Однако именно это и произошло сегодня. В глазах сестры Ирмингард девочка не нашла похвалы. Ее улыбка не подбадривала, а казалась вымученной. Из ее горла вырвался болезненный кашель, который не давал покоя сестре Ирмингард с самого раннего детства. София с облегчением отвернулась от нее и посмотрела на двух грешниц, с которыми строго беседовала мать настоятельница.

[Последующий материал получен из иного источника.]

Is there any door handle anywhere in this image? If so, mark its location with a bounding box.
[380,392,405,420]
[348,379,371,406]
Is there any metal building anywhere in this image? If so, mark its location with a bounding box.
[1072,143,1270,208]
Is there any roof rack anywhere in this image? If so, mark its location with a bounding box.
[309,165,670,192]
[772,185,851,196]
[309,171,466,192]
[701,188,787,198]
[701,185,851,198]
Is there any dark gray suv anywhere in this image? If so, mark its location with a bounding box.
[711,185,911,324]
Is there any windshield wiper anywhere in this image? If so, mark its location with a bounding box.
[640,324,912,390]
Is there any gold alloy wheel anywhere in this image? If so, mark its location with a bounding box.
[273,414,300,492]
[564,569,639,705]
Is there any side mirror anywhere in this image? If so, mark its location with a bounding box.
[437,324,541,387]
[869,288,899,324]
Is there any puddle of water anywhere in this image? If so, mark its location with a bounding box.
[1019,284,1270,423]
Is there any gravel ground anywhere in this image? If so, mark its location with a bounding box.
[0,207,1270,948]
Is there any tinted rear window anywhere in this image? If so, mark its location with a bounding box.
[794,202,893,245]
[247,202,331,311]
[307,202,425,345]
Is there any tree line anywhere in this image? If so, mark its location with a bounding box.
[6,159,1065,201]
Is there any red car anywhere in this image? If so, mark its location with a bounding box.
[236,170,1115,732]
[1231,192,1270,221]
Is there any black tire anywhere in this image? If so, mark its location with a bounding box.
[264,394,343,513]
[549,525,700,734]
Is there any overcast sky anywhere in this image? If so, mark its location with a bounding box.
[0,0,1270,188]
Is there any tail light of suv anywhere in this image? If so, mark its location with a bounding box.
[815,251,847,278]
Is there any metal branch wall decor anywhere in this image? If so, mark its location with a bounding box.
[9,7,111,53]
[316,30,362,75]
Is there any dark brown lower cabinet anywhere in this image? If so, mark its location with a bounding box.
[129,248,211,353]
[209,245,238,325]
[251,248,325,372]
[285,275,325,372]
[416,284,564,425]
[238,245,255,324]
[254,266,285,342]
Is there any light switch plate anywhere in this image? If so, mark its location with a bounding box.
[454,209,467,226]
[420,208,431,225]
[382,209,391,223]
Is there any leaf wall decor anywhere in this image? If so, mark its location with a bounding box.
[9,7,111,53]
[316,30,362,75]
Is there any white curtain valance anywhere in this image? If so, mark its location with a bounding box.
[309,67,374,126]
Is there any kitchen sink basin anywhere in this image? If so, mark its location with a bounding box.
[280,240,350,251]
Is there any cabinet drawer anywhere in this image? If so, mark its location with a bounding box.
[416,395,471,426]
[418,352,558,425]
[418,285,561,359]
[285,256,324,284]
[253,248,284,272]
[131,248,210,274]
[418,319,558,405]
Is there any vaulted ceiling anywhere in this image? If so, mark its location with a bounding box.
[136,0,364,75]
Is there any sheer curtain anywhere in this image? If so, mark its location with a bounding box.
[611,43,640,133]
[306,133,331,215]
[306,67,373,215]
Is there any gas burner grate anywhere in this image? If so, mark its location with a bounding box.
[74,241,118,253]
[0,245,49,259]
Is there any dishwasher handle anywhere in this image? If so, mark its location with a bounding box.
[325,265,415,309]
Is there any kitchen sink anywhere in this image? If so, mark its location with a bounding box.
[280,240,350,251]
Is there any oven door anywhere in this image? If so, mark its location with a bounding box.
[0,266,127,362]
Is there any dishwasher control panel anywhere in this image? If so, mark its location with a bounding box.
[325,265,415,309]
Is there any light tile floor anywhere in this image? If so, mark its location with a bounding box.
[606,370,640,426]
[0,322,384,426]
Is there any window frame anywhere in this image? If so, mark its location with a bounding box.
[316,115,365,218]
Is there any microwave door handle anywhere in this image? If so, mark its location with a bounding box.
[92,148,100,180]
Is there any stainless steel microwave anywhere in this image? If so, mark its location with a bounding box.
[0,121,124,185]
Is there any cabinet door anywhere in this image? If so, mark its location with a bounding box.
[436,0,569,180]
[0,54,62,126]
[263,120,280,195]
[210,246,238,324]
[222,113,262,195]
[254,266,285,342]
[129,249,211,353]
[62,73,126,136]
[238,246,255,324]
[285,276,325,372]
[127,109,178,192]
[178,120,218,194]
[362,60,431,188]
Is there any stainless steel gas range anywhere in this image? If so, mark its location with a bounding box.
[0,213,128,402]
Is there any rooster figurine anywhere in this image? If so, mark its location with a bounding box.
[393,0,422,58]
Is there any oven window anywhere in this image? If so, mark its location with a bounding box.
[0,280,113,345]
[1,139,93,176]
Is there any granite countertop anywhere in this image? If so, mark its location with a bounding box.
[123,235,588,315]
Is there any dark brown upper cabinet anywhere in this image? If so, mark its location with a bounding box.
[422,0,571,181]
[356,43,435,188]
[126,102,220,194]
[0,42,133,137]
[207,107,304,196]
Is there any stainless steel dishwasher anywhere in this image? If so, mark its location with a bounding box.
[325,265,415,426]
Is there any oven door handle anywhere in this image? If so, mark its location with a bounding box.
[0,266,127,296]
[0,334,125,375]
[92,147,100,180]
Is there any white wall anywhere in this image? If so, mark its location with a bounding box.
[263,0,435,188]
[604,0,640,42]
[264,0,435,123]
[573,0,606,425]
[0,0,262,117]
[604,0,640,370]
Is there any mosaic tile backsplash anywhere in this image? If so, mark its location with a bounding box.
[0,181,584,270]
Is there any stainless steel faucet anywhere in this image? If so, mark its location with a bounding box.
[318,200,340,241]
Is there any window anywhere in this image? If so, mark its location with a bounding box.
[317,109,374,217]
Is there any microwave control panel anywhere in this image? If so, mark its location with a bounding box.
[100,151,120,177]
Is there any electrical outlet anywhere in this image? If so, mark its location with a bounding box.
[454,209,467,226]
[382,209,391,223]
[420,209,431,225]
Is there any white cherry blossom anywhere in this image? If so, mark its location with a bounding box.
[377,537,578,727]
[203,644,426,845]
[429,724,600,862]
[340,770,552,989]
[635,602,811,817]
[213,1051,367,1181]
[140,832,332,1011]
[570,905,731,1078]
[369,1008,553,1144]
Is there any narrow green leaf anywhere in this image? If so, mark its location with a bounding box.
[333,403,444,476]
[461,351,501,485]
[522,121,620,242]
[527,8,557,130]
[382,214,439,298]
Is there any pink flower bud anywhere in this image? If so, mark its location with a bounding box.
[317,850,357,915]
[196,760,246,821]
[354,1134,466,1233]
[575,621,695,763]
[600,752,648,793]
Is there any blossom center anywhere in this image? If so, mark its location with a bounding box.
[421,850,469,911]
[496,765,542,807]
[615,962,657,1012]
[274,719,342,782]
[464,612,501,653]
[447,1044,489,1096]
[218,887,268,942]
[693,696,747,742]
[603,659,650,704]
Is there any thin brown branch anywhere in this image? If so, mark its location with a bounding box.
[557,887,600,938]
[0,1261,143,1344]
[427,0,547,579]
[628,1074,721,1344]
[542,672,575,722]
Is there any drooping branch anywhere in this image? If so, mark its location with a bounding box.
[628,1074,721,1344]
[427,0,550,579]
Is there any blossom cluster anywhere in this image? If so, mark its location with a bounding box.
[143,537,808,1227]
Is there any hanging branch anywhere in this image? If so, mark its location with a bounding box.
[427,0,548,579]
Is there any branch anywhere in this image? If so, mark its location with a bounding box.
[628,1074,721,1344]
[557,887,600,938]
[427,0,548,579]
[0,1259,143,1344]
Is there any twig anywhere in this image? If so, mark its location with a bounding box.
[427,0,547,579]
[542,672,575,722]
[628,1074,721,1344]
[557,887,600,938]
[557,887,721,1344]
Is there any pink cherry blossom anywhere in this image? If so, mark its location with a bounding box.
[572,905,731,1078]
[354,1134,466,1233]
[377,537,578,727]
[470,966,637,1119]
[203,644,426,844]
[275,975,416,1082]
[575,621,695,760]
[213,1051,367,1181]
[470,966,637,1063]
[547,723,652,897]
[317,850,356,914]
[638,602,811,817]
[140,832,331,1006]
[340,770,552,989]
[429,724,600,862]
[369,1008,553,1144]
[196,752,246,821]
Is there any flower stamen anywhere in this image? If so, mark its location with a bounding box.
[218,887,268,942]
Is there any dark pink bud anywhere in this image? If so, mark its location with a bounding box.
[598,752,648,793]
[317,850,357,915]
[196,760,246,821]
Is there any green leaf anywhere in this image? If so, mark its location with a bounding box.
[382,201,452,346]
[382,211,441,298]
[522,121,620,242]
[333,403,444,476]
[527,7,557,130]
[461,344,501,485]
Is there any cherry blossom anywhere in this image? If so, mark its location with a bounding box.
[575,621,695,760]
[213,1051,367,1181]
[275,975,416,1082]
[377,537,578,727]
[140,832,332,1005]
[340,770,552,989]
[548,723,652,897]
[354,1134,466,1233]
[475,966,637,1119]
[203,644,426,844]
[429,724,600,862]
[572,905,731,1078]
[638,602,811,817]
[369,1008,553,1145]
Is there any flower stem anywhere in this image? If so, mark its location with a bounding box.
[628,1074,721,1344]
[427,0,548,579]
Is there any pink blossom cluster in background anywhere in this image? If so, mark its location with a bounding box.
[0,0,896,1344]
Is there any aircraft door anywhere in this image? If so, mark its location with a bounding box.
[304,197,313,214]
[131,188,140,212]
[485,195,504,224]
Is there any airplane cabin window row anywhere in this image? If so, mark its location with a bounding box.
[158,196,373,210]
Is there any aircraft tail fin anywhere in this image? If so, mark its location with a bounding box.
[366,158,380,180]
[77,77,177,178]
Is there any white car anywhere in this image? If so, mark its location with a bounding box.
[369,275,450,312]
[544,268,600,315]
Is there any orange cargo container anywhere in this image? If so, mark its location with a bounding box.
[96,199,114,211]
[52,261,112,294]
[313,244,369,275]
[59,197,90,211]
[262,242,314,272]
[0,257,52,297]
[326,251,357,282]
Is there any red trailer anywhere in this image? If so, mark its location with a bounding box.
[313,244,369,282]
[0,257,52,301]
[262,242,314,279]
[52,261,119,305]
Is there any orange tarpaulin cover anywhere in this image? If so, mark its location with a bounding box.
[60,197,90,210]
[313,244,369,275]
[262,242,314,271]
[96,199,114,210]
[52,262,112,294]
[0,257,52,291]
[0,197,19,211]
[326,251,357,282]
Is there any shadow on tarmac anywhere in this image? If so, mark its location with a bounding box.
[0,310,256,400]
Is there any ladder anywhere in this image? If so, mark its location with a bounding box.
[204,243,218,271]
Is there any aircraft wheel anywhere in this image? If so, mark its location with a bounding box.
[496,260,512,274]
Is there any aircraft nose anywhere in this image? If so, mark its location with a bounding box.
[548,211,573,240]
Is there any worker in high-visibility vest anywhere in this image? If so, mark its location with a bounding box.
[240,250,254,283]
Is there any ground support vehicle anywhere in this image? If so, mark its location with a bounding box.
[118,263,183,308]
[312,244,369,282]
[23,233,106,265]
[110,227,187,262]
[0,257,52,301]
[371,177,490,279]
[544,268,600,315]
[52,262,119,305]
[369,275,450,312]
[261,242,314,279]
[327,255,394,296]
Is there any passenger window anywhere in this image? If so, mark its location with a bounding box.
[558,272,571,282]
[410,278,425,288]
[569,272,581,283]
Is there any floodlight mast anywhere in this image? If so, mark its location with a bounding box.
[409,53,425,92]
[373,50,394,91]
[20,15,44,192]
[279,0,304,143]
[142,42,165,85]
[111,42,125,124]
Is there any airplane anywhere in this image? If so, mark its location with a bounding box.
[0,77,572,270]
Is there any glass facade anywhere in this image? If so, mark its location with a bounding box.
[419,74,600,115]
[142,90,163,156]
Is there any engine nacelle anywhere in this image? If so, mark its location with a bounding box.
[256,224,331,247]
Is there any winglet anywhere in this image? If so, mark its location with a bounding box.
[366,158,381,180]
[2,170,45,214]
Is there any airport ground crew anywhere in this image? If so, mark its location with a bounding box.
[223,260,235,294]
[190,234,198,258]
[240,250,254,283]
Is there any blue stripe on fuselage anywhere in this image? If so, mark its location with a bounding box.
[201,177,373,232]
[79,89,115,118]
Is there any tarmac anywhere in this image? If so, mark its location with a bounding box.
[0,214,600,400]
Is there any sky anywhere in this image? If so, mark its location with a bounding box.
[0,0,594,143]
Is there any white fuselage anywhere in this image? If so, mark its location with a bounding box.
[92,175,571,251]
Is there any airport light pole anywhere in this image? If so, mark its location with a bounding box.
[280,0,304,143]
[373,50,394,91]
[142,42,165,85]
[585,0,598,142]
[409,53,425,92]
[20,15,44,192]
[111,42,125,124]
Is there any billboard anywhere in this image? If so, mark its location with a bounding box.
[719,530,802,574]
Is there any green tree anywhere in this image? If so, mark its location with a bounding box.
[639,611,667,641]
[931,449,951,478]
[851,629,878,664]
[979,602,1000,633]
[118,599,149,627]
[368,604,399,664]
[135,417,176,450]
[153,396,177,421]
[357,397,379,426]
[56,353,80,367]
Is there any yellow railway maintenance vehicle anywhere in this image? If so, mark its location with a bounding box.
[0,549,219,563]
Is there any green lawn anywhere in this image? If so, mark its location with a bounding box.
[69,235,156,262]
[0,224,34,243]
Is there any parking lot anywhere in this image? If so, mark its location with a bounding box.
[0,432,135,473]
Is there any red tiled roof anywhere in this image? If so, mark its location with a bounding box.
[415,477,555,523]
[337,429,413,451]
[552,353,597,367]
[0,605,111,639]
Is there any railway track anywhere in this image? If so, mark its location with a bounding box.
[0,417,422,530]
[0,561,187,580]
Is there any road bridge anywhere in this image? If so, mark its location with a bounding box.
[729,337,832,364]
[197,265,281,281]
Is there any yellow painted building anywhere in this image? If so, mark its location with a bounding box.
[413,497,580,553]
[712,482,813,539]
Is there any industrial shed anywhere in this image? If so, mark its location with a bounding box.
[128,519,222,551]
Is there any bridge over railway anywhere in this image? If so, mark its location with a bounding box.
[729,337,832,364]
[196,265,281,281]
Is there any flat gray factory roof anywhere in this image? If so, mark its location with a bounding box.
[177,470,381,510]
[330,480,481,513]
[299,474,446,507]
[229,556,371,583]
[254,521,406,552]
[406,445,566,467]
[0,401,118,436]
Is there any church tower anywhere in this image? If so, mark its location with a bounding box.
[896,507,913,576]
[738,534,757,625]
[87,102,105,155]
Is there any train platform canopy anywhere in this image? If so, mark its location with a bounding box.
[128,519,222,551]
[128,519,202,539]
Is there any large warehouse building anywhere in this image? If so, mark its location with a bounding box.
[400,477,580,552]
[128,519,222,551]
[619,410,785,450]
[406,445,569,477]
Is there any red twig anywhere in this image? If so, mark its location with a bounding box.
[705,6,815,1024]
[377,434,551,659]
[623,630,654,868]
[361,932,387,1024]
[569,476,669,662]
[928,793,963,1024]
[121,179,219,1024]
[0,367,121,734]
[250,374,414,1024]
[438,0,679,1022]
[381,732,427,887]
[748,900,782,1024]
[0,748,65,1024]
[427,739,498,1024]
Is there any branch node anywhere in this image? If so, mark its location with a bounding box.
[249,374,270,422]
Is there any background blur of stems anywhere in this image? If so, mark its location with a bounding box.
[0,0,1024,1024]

Мехтгильда заявила, что не имеет к этому проступку никакого отношения. Она была немногословна, будто считала необходимым экономить слова так же, как пищу. Напротив, Гризельдис, боявшаяся темноты, в которой бродят демоны и наказывают за малейшую провинность, и наверняка накажут ее за то, что она жаждет ласк и поцелуев, начала выть и призналась в содеянном. Мехтгильда недовольно нахмурила лоб. Она презирала Гризельдис не столько за ее мягкое бесформенное тело, сколько за ее трусость, хотя именно благодаря ей Мехтгильде удавалось получить пищу, которую требовало ее ненасытное тело. Складка на ее лбу стала еще глубже, когда мать настоятельница объявила наказание. Одна должны была молиться по ночам в темной церкви, а другая — поститься в течение трех дней. И прежде чем виновные успели высказаться, считают ли они данное наказание заслуженным или слишком суровым, капитул был прекращен, и его участники разошлись маленькими группами. Монахини переглядывались, оценивая случившееся, но избегали обсуждать это вслух, поскольку разговоры были дозволены лишь в специально отведенное время.
Только двое осмелились высказаться.
— Как это произошло, маленькая София, — спросила сестра Ирмингард тихонько, — что ты прочитала о проступке, а не просто видела его?
В ее глазах, окаймленных темными кругами, по-прежнему не было одобрения. София смущенно пожала плечами. Внезапно уверенность покинула ее, и она уже не знала, не перегнула ли она палку, желая с помощью прилюдного обвинения доказать свою способность замечать все. Не ответив, София согнулась под вопросительным взглядом, убежала прочь — и столкнулась с рассерженной Мехтгильдой, кости которой казались еще острее, чем прежде, хотя положенное голодание еще не началось.
— Что я тебе сделала, что ты меня так выдаешь при всех? — сердито прошипела она.
На этот раз София не смолчала.
— Я просто сказала правду, — ответила она.
Она верила в то, что говорила. Письмо, с помощью которого можно было удержать любое событие, никогда не обманывало.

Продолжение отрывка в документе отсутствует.